Eddie Lions, um dos trabalhadores do palacete onde se presume que tenham estado a tocar todas estas músicas, era também cliente do Saddle Inn. Conversa puxa conversa, Barrett acaba ao telefone com um editor e um diário acaba a ser publicado.

A história só agora foi revelada, num novo livro, e vem dar força à teoria de que Jack é James Maybrick, o dono do palacete onde Lions trabalhava na manhã em que Barret telefonou a Montgomery, o agente. O diário foi publicado por Robert Smith, que explica agora como chegou à conclusão de que a proveniência do livro não é Tony Devereux, mas sim a casa de Maybrick.

“O Barrett tinha uma personalidade impetuosa. Bastava-lhe ver ou ouvir falar da assinatura no final do diário para pegar no telefone”, diz Smith ao Telegraph. “Não era muito letrado e a ideia que que pudesse ter sido capaz de produzir uma falsificação tão sofisticada e credível não é remotamente plausível”.

Dúvidas

Quando o diário foi publicado, surgiu desconfiança. Alguns diziam que o documento continha pormenores que só o assassino podia saber, outros sugeriram que era simplesmente uma colagem intrincada que inteligentemente pegava nas notícias dos jornais da época.

Esta última teoria ganhou força quando, em 1995, assinou um documento a dizer que tinha forjado toda a história (mais tarde revogaria a decisão). E até os trabalhadores — Rigby, Coufopoulos e Lions — negaram o envolvimento na descoberta do diário.

Smith, porém, continua irredutível na sua crença. “Nunca tive quaisquer dúvidas de que o diário é um documento genuíno, escrito entre 1888 e 1889”, disse ao jornal britânico. “As novas e irrefutáveis provas - que no dia 9 de maio de 1992 o diário foi retirado de debaixo do soalho do quarto que fora de James Maybrick em 1889 e que foi posteriormente oferecido a um agente literário londrino, derruba quaisquer outras considerações acerca da sua autenticidade”, acredita Smith.

James Maybrick é Jack, o estripador? “É o autor mais provável”, diz Smith. “Agora é o principal suspeito, mas as disputas acerca da identidade de Jack, o Estripador, podem muito bem prolongar-se por mais um século”.

Alice no país dos suspeitos

Há dois anos, o jornal britânico Telegraph compilava uma lista com os principais suspeitos pela série de homicídios que aterrorizou a capital do Reino Unido no final dos anos 1880. Do pai de Winston Churchill, Lord Randolph Churchill, ao autor de Alice no País das Maravilhas, Lewis Carroll, a lista de 15 nomes adensa a confusão.

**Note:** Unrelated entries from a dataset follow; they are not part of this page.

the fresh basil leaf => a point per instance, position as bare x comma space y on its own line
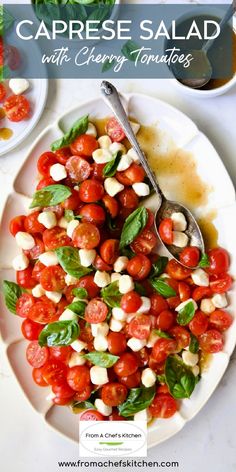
138, 400
50, 196
133, 226
11, 292
80, 292
162, 288
69, 260
111, 295
159, 266
102, 359
111, 167
194, 344
59, 333
78, 128
204, 261
179, 378
186, 314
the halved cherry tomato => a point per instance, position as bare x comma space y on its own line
17, 224
163, 406
78, 169
131, 302
52, 278
116, 343
23, 304
144, 243
139, 267
166, 231
17, 108
78, 377
114, 130
84, 145
96, 311
211, 341
37, 356
114, 393
86, 236
190, 256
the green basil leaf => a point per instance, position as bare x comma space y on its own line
194, 344
186, 314
102, 359
59, 333
204, 261
111, 295
159, 266
179, 378
162, 288
78, 128
80, 292
50, 196
111, 167
11, 292
69, 260
138, 400
133, 226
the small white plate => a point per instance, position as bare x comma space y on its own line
176, 127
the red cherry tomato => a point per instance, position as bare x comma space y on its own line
114, 130
166, 231
37, 356
116, 343
78, 169
144, 243
163, 406
111, 205
84, 145
55, 237
211, 341
91, 415
114, 393
52, 278
23, 304
199, 324
190, 256
126, 365
220, 319
219, 261
131, 302
162, 348
86, 236
17, 108
17, 224
139, 267
176, 271
96, 311
78, 377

Jack, o Estripador, ou Jack the Ripper, como é conhecido em inglês, foi um assassino em série que matou brutalmente cinco mulheres na East End londrina, em 1888. Ao longo de 12 semanas, entre o final de agosto e a segunda semana de novembro, Jack terá morto pelo menos cinco prostitutas, cortando-lhes a garganta com uma faca, retirando-lhes, depois, os órgãos internos - estripando-as - e mutilando os corpos.

Do autor nada se sabe, à exceção de uns parcos relatos de alegadas testemunhas. Um homem “de aspeto estrangeiro”. Especula-se que tivesse formação médica ou como talhante para ter levado a cabo aqueles crimes.

Sabemos-lhe o nome, porém, porque ele mesmo, ao que parece, enviou uma carta para uma agência de notícias britânica, a 30 de setembro de 1888 - a chamada carta “Querido Chefe” (Dear Boss) -, que alguns peritos no assunto pensam ter sido escrita pelo próprio assassino.

Nesta carta, Jack apresenta-se com o nome por que todos o conhecem - Jack the Ripper - e descreve o gozo que tem no facto de o as autoridades não o conseguirem apanhar. E não conseguiram mesmo. Numa altura em que a ciência não podia sequer distinguir o sangue humano do sangue animal, as provas forenses não existem para indicar o caminho.